Grieving relatives are waiting for information about their loved ones at Malang Saif Anwar General Hospital. Others tried to identify the bodies placed in the coffin while medical staff affixed identification tags to the bodies of the victims.

“I am deeply saddened by this tragedy and I hope this is the last football tragedy in this country, don’t let another human tragedy like this happen in the future,” Widodo said in a televised speech. “We must continue the sport, humanity and sense of brotherhood of the Indonesian nation.”

He ordered the Minister of Youth and Sports, the National Police Commander and the Director of the PSSI to conduct a comprehensive assessment of the country’s football and its security procedures.

The Minister of Youth and Sports, Zainuddin Amli, also expressed his regret that “this tragedy happened when we were preparing for the national and international football activities.”

At the Vatican, Pope Francis said he was praying for “all those who lost their lives and were injured in the clashes after the soccer match in Malang, Indonesia.”

Indonesia will host the 2023 FIFA U-20 World Cup from May 20 to June 11 with 24 participating teams. As the host, the country automatically qualifies for the cup.

“Unfortunately, this incident has damaged the image of our football,” Amali said.

In a statement, FIFA president Gianni Infantino expressed his condolences on behalf of the international football community, saying “the world of football is in shock.” The statement did not mention the use of tear gas.

Malang Regional Police Chief Farli Hedayat said that about 42,000 spectators came to Saturday’s game, all of them Arima supporters, because the organizers had banned Persabaya fans from entering the stadium to prevent fighting. has been.

The ban was imposed after 250 million rupiah ($18,000) was lost in clashes between supporters of two rival teams at the Blitar Stadium in East Java in February 2020. There were reports of fights outside the stadium during and after the East Java Governor’s Cup semi-final, which ended with Prasabaya beating Arima 4-2.

Human rights groups blamed the police for using tear gas at the stadium in response to the incident.

Citing FIFA’s stadium safety guidelines against the use of “joint control gas” by sideline guards or police, Amnesty International called on Indonesian authorities to use tear gas at Kanjurohan Stadium. Conduct a prompt, thorough and independent investigation of usage.

“Those who are prosecuted in open court for violations do not receive only internal or administrative sanctions,” said Osman Hamid, executive director of Amnesty International Indonesia.

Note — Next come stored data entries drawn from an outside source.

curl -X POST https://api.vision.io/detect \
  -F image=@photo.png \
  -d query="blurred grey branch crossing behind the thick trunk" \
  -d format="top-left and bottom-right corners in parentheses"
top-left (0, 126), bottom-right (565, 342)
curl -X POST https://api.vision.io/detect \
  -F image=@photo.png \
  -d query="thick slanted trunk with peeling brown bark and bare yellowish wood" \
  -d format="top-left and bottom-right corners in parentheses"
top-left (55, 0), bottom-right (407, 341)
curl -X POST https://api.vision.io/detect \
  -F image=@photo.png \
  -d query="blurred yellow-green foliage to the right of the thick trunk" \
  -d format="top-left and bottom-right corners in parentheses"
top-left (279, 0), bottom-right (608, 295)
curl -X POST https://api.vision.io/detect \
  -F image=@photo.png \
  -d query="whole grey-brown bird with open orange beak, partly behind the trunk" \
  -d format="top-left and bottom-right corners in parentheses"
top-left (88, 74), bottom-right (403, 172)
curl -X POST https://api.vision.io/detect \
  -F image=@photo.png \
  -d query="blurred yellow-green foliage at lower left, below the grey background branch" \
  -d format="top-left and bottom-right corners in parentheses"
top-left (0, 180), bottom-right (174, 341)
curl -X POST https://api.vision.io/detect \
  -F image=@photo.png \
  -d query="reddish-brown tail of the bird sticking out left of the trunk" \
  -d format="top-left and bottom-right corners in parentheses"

He said tear gas should only be used to disperse crowds when there is widespread violence and when other methods have failed. People should be warned that tear gas will be used and allowed to disperse. Hamid said: “No one should lose their life in a football game.

Despite Indonesia’s lack of international trophies in the sport, hooliganism is rife in the football-obsessed nation where racism often ends in violence, as in the 2018 death of a Parasija Jakarta supporter who beat rival club Persib Bandung. Killed by die-hard fans. In 2018.

Saturday’s game is already one of the world’s worst disasters, including the 1996 World Cup qualifier between Guatemala and Costa Rica in Guatemala City where more than 80 died and more than 100 were injured. In April 2001, more than 40 people were killed during a soccer match at Ellis Park in Johannesburg, South Africa.